About this article
This article is the entry point of the “System Architecture” category in the Architecture Crash Course for the Generative-AI Era series. It surveys the entire skeleton — hardware, software, network — together. In construction terms it corresponds to the foundation and the structural framing, and across all architectural layers it is the one where redo-ing is the hardest.
This article surveys what gets decided here, why it must be decided first, and the AI-driven-development selection criteria.
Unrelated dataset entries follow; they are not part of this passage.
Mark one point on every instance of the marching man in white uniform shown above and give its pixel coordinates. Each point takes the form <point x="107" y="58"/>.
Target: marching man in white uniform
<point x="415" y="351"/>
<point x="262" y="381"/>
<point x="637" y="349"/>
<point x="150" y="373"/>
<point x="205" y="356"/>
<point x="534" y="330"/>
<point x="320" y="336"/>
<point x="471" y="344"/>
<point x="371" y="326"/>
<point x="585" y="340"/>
What is system architecture in the first place
Imagine a house’s foundation work. If you say “actually, I want a basement” after the foundation is poured, redoing the foundation costs almost as much as rebuilding the house. You can change the floor plan and wallpaper later, but the foundation and structural framing must be decided correctly from the start.
System architecture is the domain that decides the overall skeleton encompassing hardware, software, and network. Cloud or your own data center, OS, DB, container platform, network design — of all architectural layers, this is the one where redo is hardest.
If you neglect system architecture, situations like switching cloud vendors mid-project = effectively “rebuilding” arise, and every other design decision is reduced to nothing.
The first decision, and the hardest one to undo
System architecture is the layer that decides the overall skeleton across hardware, software, and network. In building terms, foundation and structural framing. Trying to change it later runs essentially the same cost as rebuilding the house — and that is the decisive difference from other layers.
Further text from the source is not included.